Today, fewer than 2 percent of Americans work in agriculture yet we produce the base for more than 60 percent of the nation’s economy. We’re doing our part. I’m saddened to hear the misinformation and insults about our life’s work, but I know the truth. What we’ve done so far has been good for the world, and if treated respectfully, our young farmers will do even better.
Raymond Foster
Kaunakakai
KHS faces daunting task with pet overpopulation
A recent letter to The Garden Island castigated the Kauai Humane Society for allegedly killing more and more animals, not promoting spay and neuter, and charging a fee for the use of the dog park.
I wonder if the writer of that letter advocated for KHS last year when we learned that the former KHS director had gutted the budget and left KHS with almost no revenue to provide even the services they are contracted to perform. Did the writer lobby his council members to increase KHS funding to help KHS recover from the previous administration’s disastrous policies?
In fact, does the writer even understand that until this year, KHS got no county funding to provide services to cats? Does he know that even with partial funding from the county, the vast majority of the cost to provide services to cats comes from private donations? How much has the writer donated to the cause of animal welfare on Kauai? How many unwanted animals has he adopted?
What actions is the writer taking to convince his neighbors to spay and neuter their dogs and cats rather than allowing them to have litter after litter?
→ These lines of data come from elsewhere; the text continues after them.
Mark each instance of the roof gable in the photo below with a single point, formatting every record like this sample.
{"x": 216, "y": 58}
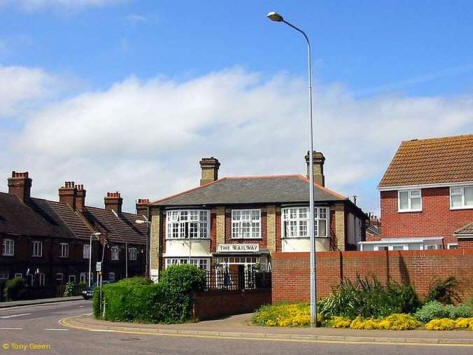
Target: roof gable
{"x": 431, "y": 161}
{"x": 255, "y": 189}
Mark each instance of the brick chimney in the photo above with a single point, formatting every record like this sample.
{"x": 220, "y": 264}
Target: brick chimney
{"x": 80, "y": 198}
{"x": 142, "y": 205}
{"x": 20, "y": 185}
{"x": 319, "y": 160}
{"x": 209, "y": 168}
{"x": 67, "y": 194}
{"x": 113, "y": 201}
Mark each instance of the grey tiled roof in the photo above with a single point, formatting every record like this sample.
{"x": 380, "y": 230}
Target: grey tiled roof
{"x": 468, "y": 229}
{"x": 243, "y": 190}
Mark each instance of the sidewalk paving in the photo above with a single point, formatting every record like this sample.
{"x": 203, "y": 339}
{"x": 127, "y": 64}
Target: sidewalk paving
{"x": 38, "y": 301}
{"x": 239, "y": 327}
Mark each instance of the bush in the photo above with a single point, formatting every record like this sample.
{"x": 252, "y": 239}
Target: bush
{"x": 69, "y": 290}
{"x": 435, "y": 309}
{"x": 369, "y": 298}
{"x": 440, "y": 324}
{"x": 139, "y": 300}
{"x": 444, "y": 291}
{"x": 15, "y": 289}
{"x": 284, "y": 315}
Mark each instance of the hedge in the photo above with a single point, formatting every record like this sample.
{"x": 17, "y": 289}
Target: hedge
{"x": 138, "y": 300}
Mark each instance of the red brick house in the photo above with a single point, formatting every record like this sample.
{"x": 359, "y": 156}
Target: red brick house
{"x": 47, "y": 242}
{"x": 238, "y": 222}
{"x": 427, "y": 196}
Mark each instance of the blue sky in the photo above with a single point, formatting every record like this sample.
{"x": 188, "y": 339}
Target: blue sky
{"x": 384, "y": 71}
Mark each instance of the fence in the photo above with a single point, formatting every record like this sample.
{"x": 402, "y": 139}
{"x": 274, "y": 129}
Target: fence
{"x": 238, "y": 281}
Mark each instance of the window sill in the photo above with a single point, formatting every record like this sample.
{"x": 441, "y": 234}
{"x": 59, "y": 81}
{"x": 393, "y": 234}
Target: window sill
{"x": 461, "y": 208}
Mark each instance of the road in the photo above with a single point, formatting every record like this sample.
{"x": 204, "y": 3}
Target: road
{"x": 39, "y": 325}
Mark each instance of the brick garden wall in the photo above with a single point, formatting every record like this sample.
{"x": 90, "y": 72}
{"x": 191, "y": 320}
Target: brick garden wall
{"x": 290, "y": 271}
{"x": 214, "y": 304}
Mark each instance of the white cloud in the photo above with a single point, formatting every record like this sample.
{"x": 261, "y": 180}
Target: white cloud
{"x": 32, "y": 5}
{"x": 145, "y": 137}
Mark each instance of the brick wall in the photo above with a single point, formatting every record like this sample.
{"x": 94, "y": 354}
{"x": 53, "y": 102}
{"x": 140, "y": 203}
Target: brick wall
{"x": 418, "y": 267}
{"x": 436, "y": 218}
{"x": 215, "y": 304}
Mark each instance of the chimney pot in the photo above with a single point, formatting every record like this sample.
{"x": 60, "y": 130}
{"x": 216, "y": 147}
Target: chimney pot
{"x": 20, "y": 185}
{"x": 318, "y": 159}
{"x": 209, "y": 168}
{"x": 113, "y": 201}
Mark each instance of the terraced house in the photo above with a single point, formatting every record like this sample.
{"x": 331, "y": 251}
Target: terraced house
{"x": 235, "y": 223}
{"x": 48, "y": 242}
{"x": 427, "y": 196}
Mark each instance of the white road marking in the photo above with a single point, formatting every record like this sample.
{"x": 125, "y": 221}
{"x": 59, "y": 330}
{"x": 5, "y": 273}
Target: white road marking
{"x": 15, "y": 315}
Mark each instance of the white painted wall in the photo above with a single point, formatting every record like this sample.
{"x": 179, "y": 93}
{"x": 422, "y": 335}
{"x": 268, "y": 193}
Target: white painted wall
{"x": 303, "y": 244}
{"x": 180, "y": 248}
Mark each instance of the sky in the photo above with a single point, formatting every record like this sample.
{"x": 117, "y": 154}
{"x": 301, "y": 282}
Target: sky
{"x": 129, "y": 95}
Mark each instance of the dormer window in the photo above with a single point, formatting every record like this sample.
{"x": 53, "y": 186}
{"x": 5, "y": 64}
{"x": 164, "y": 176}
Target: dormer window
{"x": 410, "y": 200}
Is he bringing his neighbor’s pets in for them to get “fixed?” Is he taking any action to reduce the problem of pet overpopulation? Or is he a person who believes it is kinder to abandon an unwanted pet in a county park or wilderness area so that it can starve to death, rather than receive a humane death?
Pet overpopulation is a community problem. We are all responsible for the problem, and we all need to own the solution. It is incredibly destructive and irresponsible to pillory the nonprofit agency that does as much as it can to save our pets from suffering resulting from our collective unwillingness to do the right thing.
Every single employee at KHS would rejoice at not having to euthanize another animal. But as long as we don’t act responsibly, KHS will have to do what our inaction forces them to do.